Elugardo pointed to her previous experience, managing the National Consumer Law Center’s foreclosure prevention program and as a senior policy advisor to Sen. Sonia Chang-Díaz, as examples of how she would work collaboratively to get the job done. She spoke about House Speaker Robert DeLeo’s apparent reluctance to not take certain bills to vote and said she would be the one to fight for progressive change.

“My theory of change is that the leadership is the people,” she said. 

Audience members were invited to ask questions submitted prior to the event, and topics ranged from the safety of immigrants, advancing lesbian, gay, bi-sexual and transgender rights, to public safety, with particular reference to the Mildred C. Hailey Apartments in Bromley Heath.

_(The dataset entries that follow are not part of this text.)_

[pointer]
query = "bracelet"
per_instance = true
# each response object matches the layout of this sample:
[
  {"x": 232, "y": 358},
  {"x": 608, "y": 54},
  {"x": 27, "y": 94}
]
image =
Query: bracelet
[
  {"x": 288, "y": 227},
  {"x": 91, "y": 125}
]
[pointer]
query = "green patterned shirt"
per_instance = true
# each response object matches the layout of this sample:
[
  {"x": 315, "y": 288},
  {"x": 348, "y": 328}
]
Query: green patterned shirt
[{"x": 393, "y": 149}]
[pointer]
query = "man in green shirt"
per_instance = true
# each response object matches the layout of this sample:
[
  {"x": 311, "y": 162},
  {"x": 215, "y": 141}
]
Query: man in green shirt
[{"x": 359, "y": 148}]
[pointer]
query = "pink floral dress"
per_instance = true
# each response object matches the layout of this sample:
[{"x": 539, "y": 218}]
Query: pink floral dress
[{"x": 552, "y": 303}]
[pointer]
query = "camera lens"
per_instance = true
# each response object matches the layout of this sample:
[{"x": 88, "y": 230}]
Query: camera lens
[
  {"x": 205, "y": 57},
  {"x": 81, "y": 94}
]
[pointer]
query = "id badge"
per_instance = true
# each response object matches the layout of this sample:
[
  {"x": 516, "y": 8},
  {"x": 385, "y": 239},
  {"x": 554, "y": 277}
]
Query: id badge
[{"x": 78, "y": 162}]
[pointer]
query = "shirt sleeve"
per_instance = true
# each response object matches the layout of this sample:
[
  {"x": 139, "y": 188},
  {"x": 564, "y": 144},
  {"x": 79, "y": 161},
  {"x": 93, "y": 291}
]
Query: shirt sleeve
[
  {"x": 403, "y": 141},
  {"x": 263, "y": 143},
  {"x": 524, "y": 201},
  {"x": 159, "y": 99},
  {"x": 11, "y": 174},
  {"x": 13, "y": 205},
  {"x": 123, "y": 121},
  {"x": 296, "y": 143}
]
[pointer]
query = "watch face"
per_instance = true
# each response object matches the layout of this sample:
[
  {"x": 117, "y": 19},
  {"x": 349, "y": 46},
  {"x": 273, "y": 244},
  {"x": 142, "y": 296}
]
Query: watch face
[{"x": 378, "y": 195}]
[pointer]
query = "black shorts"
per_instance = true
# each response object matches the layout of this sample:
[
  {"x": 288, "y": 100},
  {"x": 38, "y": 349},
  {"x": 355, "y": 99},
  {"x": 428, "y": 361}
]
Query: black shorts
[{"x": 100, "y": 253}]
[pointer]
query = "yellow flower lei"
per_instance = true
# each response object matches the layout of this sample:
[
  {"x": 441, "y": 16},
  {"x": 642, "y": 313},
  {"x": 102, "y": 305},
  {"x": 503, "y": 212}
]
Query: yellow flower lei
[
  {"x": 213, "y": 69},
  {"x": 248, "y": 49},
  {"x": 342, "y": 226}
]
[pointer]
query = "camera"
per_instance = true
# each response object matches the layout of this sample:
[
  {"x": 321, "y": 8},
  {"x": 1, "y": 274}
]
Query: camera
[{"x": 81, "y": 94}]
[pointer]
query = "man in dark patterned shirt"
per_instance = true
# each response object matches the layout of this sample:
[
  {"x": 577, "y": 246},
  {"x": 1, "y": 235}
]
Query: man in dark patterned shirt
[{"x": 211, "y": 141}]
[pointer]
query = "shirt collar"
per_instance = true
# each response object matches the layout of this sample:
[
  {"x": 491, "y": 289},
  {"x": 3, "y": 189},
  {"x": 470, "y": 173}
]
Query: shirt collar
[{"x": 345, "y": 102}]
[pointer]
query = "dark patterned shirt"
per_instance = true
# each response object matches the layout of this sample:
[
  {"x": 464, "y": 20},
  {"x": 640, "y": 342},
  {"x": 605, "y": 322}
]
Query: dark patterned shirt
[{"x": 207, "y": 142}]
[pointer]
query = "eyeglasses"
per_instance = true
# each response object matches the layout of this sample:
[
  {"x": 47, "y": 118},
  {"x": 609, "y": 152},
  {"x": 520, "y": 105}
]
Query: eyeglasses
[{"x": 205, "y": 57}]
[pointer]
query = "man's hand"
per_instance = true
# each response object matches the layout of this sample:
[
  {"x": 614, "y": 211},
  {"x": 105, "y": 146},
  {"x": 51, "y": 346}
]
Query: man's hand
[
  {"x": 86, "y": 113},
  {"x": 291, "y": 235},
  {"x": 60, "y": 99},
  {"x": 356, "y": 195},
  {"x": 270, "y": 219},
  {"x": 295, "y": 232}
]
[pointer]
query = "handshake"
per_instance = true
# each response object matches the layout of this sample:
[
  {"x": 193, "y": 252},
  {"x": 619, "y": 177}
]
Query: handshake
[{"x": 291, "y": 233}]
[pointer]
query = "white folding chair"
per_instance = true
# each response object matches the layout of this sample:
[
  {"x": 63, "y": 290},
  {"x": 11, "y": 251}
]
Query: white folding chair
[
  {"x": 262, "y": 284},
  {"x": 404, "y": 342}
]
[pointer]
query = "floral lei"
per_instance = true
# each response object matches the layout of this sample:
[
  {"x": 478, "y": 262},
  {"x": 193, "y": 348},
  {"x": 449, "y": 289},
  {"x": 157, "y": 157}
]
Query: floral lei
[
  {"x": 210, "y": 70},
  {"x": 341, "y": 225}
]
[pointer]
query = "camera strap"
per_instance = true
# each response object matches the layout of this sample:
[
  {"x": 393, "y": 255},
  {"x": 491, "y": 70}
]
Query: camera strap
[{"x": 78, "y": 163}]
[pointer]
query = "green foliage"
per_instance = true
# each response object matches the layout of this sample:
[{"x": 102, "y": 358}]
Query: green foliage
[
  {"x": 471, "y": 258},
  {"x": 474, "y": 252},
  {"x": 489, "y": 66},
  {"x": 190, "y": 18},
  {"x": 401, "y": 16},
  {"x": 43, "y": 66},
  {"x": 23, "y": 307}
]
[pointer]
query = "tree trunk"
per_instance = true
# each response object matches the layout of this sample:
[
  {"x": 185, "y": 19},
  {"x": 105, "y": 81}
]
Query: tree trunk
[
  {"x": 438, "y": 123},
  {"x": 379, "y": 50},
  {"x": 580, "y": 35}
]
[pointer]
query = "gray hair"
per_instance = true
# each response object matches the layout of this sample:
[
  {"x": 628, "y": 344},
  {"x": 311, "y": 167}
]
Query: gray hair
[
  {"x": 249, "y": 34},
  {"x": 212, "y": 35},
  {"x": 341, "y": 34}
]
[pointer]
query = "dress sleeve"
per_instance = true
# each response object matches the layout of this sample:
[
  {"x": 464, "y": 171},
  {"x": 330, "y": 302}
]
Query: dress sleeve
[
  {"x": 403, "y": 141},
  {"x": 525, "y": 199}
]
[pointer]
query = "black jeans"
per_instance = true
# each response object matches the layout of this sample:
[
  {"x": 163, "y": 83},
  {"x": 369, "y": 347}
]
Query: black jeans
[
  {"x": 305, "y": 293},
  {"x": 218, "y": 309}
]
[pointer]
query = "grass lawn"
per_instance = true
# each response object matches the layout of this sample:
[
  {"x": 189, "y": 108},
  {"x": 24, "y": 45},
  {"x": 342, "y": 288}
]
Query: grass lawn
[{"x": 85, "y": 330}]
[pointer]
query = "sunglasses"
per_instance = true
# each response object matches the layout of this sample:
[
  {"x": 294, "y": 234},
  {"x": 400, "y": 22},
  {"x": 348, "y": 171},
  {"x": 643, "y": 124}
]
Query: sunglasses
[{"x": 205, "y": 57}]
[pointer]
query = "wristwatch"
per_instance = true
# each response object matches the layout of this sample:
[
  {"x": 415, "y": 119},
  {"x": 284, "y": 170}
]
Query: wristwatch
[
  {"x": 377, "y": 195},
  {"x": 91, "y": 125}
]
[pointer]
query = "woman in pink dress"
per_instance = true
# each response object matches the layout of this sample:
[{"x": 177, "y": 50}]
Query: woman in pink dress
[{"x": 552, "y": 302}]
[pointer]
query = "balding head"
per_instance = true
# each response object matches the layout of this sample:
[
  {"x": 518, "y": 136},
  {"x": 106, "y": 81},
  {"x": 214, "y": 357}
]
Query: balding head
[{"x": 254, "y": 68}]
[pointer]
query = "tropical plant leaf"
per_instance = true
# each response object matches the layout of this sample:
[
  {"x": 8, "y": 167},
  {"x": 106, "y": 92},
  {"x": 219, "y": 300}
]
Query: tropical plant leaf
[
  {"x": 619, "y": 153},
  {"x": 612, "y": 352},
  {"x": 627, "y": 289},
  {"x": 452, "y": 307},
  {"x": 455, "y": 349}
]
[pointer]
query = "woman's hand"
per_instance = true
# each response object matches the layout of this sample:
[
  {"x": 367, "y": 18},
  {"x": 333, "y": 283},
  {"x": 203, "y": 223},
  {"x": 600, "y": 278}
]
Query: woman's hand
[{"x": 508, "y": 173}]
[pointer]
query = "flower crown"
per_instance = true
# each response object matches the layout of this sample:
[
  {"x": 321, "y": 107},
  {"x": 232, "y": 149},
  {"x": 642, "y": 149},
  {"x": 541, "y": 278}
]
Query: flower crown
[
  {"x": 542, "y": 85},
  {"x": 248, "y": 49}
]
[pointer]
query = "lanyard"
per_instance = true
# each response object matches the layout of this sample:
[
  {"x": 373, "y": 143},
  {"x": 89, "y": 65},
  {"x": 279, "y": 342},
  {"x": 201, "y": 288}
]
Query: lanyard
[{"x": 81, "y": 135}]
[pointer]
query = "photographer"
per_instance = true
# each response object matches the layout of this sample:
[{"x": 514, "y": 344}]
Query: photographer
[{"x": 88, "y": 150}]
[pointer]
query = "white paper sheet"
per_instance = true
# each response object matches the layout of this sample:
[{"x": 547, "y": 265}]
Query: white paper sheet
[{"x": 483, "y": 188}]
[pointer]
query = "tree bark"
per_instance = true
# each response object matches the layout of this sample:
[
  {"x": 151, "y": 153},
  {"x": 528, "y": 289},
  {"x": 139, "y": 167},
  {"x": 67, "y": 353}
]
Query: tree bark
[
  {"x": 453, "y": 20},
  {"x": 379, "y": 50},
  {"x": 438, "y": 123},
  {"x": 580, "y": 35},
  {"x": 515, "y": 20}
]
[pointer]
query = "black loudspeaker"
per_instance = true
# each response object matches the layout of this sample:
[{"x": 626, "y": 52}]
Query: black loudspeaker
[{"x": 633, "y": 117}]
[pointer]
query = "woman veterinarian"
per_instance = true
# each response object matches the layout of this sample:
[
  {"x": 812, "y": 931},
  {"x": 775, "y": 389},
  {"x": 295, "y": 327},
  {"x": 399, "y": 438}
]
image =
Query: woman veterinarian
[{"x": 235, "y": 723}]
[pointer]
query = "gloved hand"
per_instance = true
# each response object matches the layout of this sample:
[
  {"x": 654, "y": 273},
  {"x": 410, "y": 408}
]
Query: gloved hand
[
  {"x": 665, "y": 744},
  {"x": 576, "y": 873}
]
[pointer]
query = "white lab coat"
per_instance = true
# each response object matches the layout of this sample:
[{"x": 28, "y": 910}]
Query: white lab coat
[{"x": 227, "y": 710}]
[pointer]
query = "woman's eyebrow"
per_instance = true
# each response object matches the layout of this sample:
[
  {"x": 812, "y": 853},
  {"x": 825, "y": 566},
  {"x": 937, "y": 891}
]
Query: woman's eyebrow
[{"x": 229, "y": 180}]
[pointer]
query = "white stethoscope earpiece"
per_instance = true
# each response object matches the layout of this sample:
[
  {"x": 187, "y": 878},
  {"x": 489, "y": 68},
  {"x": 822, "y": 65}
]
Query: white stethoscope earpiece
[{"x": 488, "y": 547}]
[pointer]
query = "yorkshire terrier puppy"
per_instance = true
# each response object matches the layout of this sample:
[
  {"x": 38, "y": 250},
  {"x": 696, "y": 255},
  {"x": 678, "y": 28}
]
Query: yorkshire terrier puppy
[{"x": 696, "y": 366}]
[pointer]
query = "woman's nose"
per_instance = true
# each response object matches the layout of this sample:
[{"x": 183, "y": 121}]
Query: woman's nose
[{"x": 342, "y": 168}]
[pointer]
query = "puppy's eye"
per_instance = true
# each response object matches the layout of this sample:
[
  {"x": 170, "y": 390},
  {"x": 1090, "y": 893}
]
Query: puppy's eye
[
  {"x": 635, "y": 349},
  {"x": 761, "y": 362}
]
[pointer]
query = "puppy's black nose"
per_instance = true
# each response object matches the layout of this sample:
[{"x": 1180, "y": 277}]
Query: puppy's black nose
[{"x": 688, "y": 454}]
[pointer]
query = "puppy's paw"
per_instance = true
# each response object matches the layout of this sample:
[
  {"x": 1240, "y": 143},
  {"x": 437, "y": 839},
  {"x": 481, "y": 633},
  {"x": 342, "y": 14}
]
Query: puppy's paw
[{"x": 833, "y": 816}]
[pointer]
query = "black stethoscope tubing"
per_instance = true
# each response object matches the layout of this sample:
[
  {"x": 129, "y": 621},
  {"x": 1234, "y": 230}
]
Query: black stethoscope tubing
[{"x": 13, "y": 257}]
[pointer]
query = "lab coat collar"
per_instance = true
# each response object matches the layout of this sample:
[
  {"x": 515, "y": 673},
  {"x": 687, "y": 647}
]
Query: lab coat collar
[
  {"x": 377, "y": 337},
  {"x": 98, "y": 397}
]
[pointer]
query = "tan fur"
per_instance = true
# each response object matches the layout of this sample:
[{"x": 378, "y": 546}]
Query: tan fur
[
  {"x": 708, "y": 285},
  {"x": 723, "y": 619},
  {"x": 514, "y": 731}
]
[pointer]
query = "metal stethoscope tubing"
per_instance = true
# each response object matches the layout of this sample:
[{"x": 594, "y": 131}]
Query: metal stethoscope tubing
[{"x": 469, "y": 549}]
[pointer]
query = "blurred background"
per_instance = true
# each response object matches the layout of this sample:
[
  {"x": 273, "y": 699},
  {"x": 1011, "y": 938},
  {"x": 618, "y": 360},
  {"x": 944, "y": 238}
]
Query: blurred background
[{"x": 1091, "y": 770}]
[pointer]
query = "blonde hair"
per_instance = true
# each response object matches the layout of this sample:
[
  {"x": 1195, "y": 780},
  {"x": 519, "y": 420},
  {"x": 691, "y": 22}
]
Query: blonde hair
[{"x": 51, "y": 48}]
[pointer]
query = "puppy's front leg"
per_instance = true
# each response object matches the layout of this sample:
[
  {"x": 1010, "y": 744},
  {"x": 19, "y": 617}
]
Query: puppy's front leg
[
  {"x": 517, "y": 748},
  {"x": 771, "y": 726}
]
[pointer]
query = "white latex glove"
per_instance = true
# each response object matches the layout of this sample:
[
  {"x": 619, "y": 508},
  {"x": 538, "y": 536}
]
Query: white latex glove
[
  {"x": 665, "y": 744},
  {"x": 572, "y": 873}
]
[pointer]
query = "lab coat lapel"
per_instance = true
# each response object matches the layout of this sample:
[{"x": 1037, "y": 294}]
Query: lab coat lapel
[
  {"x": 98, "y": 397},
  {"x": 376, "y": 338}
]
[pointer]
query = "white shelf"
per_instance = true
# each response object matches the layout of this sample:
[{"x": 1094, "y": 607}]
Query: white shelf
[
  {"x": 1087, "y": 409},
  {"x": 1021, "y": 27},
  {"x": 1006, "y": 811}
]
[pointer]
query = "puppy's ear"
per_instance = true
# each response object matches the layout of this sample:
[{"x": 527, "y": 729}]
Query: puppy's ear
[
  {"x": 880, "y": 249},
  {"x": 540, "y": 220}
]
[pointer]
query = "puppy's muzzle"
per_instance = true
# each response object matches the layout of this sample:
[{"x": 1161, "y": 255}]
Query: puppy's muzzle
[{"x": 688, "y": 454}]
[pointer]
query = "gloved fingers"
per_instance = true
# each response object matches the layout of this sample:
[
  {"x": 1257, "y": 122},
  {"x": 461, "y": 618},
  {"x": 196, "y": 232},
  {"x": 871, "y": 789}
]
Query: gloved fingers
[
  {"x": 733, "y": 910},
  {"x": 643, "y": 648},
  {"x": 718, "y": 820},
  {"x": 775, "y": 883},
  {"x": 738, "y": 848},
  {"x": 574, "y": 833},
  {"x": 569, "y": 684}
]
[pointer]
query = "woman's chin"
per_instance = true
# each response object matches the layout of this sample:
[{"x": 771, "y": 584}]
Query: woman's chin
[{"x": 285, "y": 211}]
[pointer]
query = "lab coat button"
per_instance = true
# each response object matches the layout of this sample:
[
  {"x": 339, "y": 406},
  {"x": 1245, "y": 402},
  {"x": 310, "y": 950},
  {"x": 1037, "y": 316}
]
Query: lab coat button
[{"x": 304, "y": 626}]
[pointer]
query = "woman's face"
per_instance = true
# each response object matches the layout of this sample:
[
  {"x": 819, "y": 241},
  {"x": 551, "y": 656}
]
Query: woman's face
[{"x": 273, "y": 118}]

In the final round of the debate, each candidate was permitted to ask the other one question. Elugardo wanted Sanchez to make a joint pledge “to support no new non-renewable infrastructure and not to take money from corporations in [her] campaign finances, particularly from real estate,” that might present a conflict of interest in making this promise. She pointed out the more than $40,000 Sanchez has already taken from developers for his campaign funding.

Following this minor dig, Sanchez kept his response brief, failing to commit to the pledge and stating that he had raised money from other sectors.

Sanchez put Elugardo in the hot seat by quizzing her on ear marks in the budget. But before she could present her answer, Sanchez interrupted Elugardo and Sullivan allowed her to reset her response time, prompting her supporters to take up the hashtag #reclaiminghertime on social media.

Finally, Elugardo said she would support this method of allocating funds, but “that cannot be our model for social change and for social justice.”

In his closing statement, Sanchez spoke of his pride in serving the community, as well as the importance of continuing advancement in educational opportunities and health care. “There’s so much to do and I want to do it with you,” he said.

Elugardo used her closing remarks to recall the state’s progressive historical legacy, particularly in the areas of education, transportation and health care. But, she said, voters should strive to make Massachusetts a home for progressive politics once more.

“I want to be your voice that is doing the lobbying just as loud inside the offices,” she said.

With the primary set for Sept. 4, Sanchez and Elugardo have just eight weeks to convince residents, that they are the true progressive voice of the 15th Suffolk District, fit to represent them in the state House.